I would like to continue the blog series I started earlier – Introducing Digital Audio – with this story about frequencies and elucidating what they mean. Frequency is a word that one frequently encounters when they read any book or research paper related to digital signal processing on any multimedia. And, when it comes to audio, there are different types of frequencies.
To begin with, let us consider an original analog signal. The amplitude of an analog signal varies in the timeline between positive values and negative values. When the wave crosses the zero amplitude 2 times, it means that it finishes a cycle. The time it took to complete a cycle is time-period of the signal (measured in seconds), and the inverse of time-period is the frequency of the signal (measured in Hertz). If the time-period is constant for all the cycles (ex: perfect sine wave), it means that there is only one single frequency in that signal. But speech and music constitute multiple frequencies, and the range of frequencies a signal has significant energy is called the spectrum of the signal.
Let us jump to digital domain now. When the analog signal is sampled (discrete values in time) and quantized (discrete values in amplitude), we will get a digital signal which is nothing but a 1-D array of sample amplitude values (real integers). This digital signal has a digital frequency which depends on original analog signal frequency and sampling frequency.
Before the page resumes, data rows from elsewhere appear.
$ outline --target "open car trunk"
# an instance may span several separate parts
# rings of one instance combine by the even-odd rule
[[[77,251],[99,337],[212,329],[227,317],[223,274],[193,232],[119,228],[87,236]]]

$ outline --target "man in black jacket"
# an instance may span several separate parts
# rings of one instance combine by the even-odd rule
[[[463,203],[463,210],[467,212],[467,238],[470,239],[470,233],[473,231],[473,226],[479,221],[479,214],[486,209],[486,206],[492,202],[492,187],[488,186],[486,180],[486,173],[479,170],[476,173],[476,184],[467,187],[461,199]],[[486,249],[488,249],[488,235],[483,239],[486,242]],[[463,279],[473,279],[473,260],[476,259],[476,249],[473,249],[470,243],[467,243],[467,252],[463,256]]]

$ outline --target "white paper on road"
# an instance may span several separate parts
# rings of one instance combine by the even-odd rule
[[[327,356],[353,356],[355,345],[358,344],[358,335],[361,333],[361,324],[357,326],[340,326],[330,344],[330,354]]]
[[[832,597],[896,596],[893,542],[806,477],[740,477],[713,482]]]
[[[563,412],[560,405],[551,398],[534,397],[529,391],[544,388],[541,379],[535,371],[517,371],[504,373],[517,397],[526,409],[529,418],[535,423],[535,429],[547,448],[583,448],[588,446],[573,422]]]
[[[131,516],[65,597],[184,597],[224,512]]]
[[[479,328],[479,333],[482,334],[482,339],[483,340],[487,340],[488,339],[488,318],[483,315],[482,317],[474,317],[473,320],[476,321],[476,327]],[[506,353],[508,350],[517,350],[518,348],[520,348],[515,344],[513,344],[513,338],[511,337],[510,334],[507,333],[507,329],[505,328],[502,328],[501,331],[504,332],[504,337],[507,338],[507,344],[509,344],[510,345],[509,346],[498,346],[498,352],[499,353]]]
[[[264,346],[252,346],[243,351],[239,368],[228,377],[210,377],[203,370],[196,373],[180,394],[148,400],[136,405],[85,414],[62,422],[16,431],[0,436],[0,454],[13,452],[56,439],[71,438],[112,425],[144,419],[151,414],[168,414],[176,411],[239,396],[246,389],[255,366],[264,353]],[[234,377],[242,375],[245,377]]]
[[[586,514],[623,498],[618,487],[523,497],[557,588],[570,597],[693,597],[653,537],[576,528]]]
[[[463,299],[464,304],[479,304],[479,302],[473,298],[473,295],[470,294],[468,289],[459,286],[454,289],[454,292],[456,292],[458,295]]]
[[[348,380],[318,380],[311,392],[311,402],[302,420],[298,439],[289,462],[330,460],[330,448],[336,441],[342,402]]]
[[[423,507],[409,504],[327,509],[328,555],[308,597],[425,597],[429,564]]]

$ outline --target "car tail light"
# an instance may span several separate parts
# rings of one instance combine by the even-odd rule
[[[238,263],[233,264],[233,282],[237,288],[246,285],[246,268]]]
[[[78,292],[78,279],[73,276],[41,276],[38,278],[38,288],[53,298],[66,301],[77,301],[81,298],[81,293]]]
The digital frequency or the normalized frequency is nothing but the original analog frequency (every signal has primary frequency even though it contains a band of frequencies) divided by the sampling frequency.
The sampling frequency is determined by Nyquist criteria. Nyquist criteria states that to faithfully reproduce original analog frequency from the digitized signal (sampled & quantized), at least 2 sample values inside a cycle (time period of the signal) is needed. That is, sampling frequency should be at least twice that of original signal frequency.
Equation:
fs >= 2*f
From the equation above, Nyquist frequency is defined as half the sampling frequency; that is fN = 0.5 * fs. Nyquist criteria is very important for sampling, otherwise, it would result in temporal aliasing effect in audio. To understand the aliasing effect, one must know that the frequency which constitutes the high energy in the spectrum is called fundamental frequency and integer multiples of the fundamental frequency are called harmonics. So, usually the signal is low pass filtered with high cut-off frequency as the fundamental frequency of this signal. This filter is called anti-alias filter as it filter outs the energies from higher order harmonics and preserves the original spectrum even after sampling.
Consider an example of a perfect sinusoidal wave of 10KHz frequency. Then integer multiples of that fundamental frequency such as 20 KHz, 30 KHz, 40 KHz, etc. are higher order harmonics or alias frequencies. This is because a signal making 1 complete cycle in 10 KHz also makes 1 complete cycle in 20 KHz if the sampling rate is halved. This is why it is important to find the fundamental frequency to avoid problems of oversampling and undersampling.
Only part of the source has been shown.